Everybody and their mother has fallen head over heels for this show. Here’s a rare dissenting view

It’s a critic’s darling groomed for greatness despite long inert spells in each episode that leave everything opaque, as if recognizable human behavior would be vulgar coming from such immaculate mannequins. It has a seductive look, a compelling mood, a cast that could have been carved from a giant bar of Ivory soap, but zero grasp of the elastic optimism and vigor of the Kennedy years, the let-go spring of release after the constriction of the Eisenhower 50s. Even the exuberant pop music on the soundtrack is used as a counterpoint to the characters’ enclosed meanness and malaise. The more explaining and self-examination that series creator (and former executive producer of The Sopranos) Matthew Weiner does in interviews and post-episode commentaries, the muddier everything gets. Is he aware that Sterling Cooper is the most incompetent, uninspired ad agency ever to blight Madison Avenue? Meeting after meeting adjourned until the next meeting because Draper’s dimwit team can’t rub two sticks together to spark a decent idea. I don’t mind Mad Men as a mild narcotic, but the raves it’s received smack of self-congratulation, as if its fans in the press and online were fondling their own taste buds. It’s fetishistic praise, better left to the movie critics and their blurb libidos.

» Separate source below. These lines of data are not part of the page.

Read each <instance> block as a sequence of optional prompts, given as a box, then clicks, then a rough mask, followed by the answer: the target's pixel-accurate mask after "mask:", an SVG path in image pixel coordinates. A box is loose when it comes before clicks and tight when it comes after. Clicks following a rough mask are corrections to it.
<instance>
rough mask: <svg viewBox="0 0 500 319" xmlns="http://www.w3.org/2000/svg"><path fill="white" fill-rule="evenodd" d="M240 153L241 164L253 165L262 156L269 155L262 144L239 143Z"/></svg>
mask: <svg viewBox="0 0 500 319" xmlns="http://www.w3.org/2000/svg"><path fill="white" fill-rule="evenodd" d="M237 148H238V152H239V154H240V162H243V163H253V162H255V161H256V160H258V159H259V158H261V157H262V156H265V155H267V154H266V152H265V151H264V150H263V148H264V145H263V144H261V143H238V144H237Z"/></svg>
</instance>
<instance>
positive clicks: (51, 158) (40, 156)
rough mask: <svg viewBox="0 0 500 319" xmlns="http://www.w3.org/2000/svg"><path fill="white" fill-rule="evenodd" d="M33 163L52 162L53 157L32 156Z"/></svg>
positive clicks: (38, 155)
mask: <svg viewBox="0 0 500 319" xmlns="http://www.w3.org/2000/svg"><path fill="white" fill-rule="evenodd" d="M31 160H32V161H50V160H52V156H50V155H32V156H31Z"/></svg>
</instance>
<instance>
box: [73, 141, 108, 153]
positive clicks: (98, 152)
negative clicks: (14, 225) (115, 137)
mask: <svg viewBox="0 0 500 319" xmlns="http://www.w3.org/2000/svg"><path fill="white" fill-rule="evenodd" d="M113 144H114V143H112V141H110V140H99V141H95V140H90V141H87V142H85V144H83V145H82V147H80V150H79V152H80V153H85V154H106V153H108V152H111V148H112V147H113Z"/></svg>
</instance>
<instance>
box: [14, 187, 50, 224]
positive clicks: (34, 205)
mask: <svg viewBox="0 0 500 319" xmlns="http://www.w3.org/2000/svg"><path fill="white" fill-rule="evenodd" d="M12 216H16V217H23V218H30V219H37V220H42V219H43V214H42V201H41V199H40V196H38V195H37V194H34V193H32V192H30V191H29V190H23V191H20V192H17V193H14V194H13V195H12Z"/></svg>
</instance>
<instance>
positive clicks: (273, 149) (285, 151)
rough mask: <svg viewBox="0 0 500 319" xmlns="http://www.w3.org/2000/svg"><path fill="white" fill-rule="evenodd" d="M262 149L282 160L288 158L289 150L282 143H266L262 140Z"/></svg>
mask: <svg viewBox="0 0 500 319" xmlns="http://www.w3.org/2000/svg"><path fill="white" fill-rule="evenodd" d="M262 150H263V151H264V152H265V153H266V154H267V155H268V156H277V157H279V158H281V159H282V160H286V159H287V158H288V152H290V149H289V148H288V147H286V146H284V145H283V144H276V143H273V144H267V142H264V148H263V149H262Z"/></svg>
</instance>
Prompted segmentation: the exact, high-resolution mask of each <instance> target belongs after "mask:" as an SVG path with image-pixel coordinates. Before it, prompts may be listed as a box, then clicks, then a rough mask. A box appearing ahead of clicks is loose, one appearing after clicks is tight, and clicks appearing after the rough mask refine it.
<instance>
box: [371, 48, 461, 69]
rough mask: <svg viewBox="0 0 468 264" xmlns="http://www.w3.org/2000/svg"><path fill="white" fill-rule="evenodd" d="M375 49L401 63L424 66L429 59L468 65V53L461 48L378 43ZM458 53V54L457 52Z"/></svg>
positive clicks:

3 responses to “James Wolcott on Mad Men

  1. “Knowingness” has something to do with my dissatisfaction with this show (“Look at them smoking”; “Look at them littering”: ha ha). What most bugs me though is that everything looks like Radio Days, all somber and brown.

  2. Good Radio Days reference.

  3. “Zero grasp of the elastic optimism and vigor of the Kennedy years, the let-go spring of release after the constriction of the Eisenhower 50s. Even the exuberant pop music on the soundtrack is used as a counterpoint to the characters’ enclosed meanness and malaise”

    Zero grasp is exactly what it DOESN”T have. Mad Men’s somberness and dark sides of its main and supporting characters provide a striking counter narrative to the cultural imaginary of the Kennedy years. It fails to capture the magic because it implicitly argues (through the metaphor of an advertising agency that deals in selling fantasies) that the “magic” of the Kennedy years was also a fantasy – and that fantasy has become a sort of enabling fiction – one that is always imitated but can never duplicated. Mad Men serves as a reminder of that.

    Of course, its nothing that Stephanie Coontz, author of The Way We Never Were hasn’t already argued.